Das Fallmanagement geht in die richtige Richtung. Denn es geht in den seltensten Fällen nur darum, einen Anspruch auf Hartz IV zu prüfen und zu bewilligen, sondern darum, den Menschen bei ihren individuellen Problemen zu helfen. Es wird aber nicht danach gefragt, ob der Vater gewalttätig ist oder trinkt, ob die Tochter seelisch abhängig ist von ihrem völlig kaputten Lover oder danach, warum ein nicht Kind mehr zu Schule geht, sondern schwänzt und klaut.

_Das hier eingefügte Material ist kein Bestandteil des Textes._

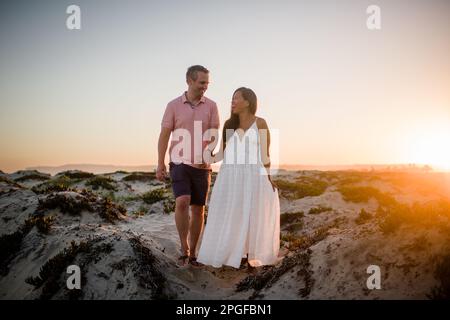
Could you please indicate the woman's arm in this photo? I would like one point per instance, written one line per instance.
(264, 134)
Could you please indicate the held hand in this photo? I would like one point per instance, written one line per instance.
(161, 172)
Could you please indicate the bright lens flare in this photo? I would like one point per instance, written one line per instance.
(432, 147)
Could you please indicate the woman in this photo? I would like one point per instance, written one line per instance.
(244, 210)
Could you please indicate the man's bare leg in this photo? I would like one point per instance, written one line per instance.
(196, 226)
(182, 221)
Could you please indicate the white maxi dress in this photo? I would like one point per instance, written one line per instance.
(244, 210)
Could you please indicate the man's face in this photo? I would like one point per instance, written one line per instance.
(200, 85)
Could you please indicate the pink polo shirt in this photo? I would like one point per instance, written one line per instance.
(195, 120)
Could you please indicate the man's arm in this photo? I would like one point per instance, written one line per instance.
(163, 142)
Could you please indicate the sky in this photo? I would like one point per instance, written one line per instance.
(333, 90)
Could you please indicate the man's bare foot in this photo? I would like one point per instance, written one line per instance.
(182, 260)
(193, 262)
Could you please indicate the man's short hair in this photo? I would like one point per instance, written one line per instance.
(192, 72)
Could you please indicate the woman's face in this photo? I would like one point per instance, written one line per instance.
(238, 104)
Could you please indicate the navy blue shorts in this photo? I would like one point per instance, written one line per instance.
(187, 180)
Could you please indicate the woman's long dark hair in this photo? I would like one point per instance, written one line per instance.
(233, 121)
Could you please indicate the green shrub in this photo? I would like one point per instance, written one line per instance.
(154, 196)
(363, 217)
(303, 187)
(319, 209)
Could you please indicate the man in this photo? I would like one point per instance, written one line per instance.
(190, 175)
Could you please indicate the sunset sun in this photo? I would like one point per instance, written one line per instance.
(432, 148)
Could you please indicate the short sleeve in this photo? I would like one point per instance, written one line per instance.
(215, 121)
(168, 120)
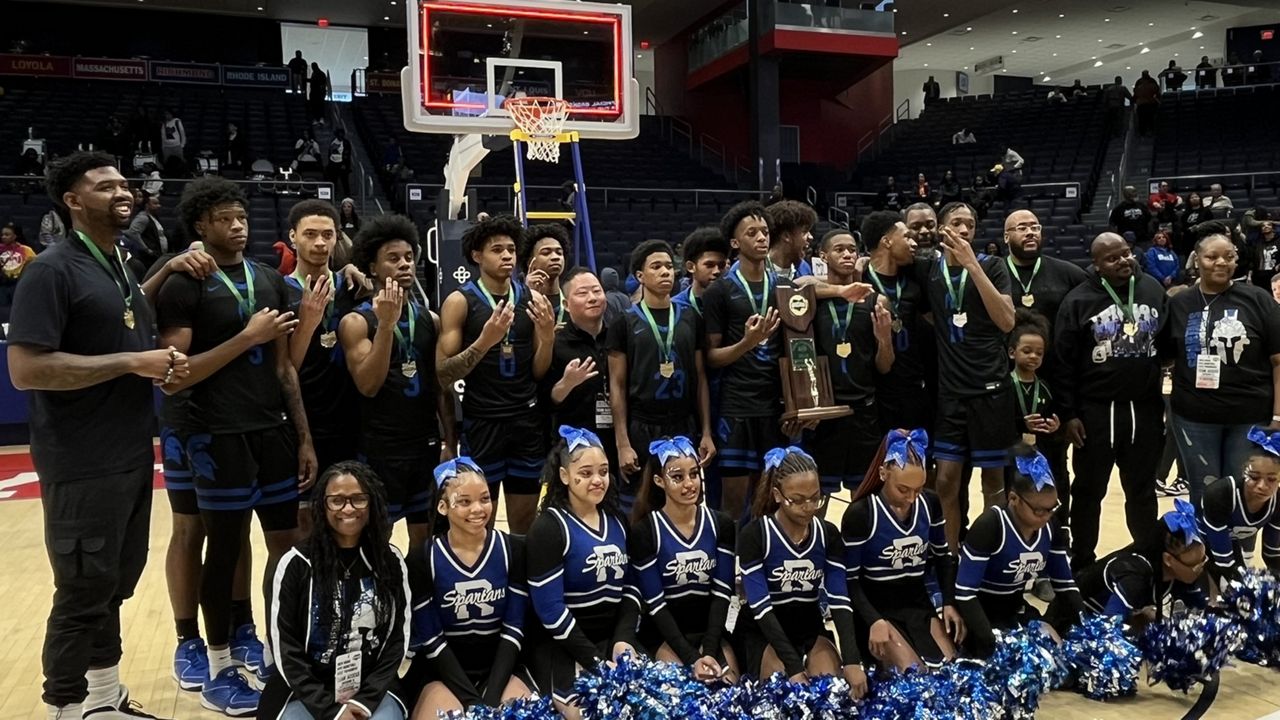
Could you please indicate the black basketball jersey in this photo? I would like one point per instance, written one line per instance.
(328, 392)
(400, 420)
(845, 335)
(501, 384)
(654, 395)
(245, 395)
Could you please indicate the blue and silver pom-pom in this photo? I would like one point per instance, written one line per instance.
(1188, 648)
(1105, 662)
(524, 709)
(1025, 665)
(1253, 600)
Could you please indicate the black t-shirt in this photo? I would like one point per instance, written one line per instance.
(328, 392)
(243, 395)
(972, 360)
(914, 342)
(68, 302)
(400, 420)
(650, 396)
(851, 351)
(1242, 328)
(750, 387)
(499, 387)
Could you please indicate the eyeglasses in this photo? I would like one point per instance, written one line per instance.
(336, 502)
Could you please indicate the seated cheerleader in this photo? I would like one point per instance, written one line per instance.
(339, 613)
(894, 534)
(790, 556)
(1009, 547)
(682, 552)
(580, 579)
(1139, 582)
(1234, 509)
(470, 597)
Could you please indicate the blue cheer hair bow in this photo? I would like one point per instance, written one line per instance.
(775, 458)
(1182, 520)
(449, 469)
(903, 445)
(1266, 440)
(1037, 469)
(577, 437)
(664, 449)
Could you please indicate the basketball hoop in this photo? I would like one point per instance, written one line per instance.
(542, 121)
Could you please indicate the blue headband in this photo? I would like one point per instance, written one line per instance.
(679, 446)
(1182, 520)
(1037, 469)
(1265, 440)
(775, 458)
(903, 445)
(449, 469)
(577, 437)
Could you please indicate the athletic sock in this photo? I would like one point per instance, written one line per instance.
(219, 660)
(188, 629)
(242, 614)
(104, 687)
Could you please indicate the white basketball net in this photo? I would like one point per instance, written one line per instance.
(542, 119)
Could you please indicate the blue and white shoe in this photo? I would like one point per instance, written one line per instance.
(247, 652)
(229, 693)
(191, 665)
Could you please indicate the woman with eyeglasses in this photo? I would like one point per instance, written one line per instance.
(790, 556)
(894, 537)
(682, 552)
(1234, 509)
(1010, 546)
(580, 577)
(1137, 582)
(1224, 338)
(339, 611)
(470, 597)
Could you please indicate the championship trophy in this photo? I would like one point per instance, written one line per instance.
(805, 379)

Unser Sozialsystem greift viel zu oft erst dann, wenn ein Problem akut geworden ist. Der Bereich der Prävention kommt noch viel zu kurz. Wir brauchen nicht nur die Hilfe für das 14-jährige Mädchen, das ungewollt schwanger geworden ist, sondern auch die bei der Zielgruppe ankommende Aufklärung, damit es erst gar nicht zu solcher einer brenzligen Situation kommt.
Das gleiche Problem haben wir in den Schulen. An wen kann sich ein Lehrer wenden, wenn er merkt, dass es mit einem Schüler bergab geht? Er hat keine Anlaufstelle außer den Eltern. Und wenn die nicht mitspielen, sind ihm die Hände gebunden.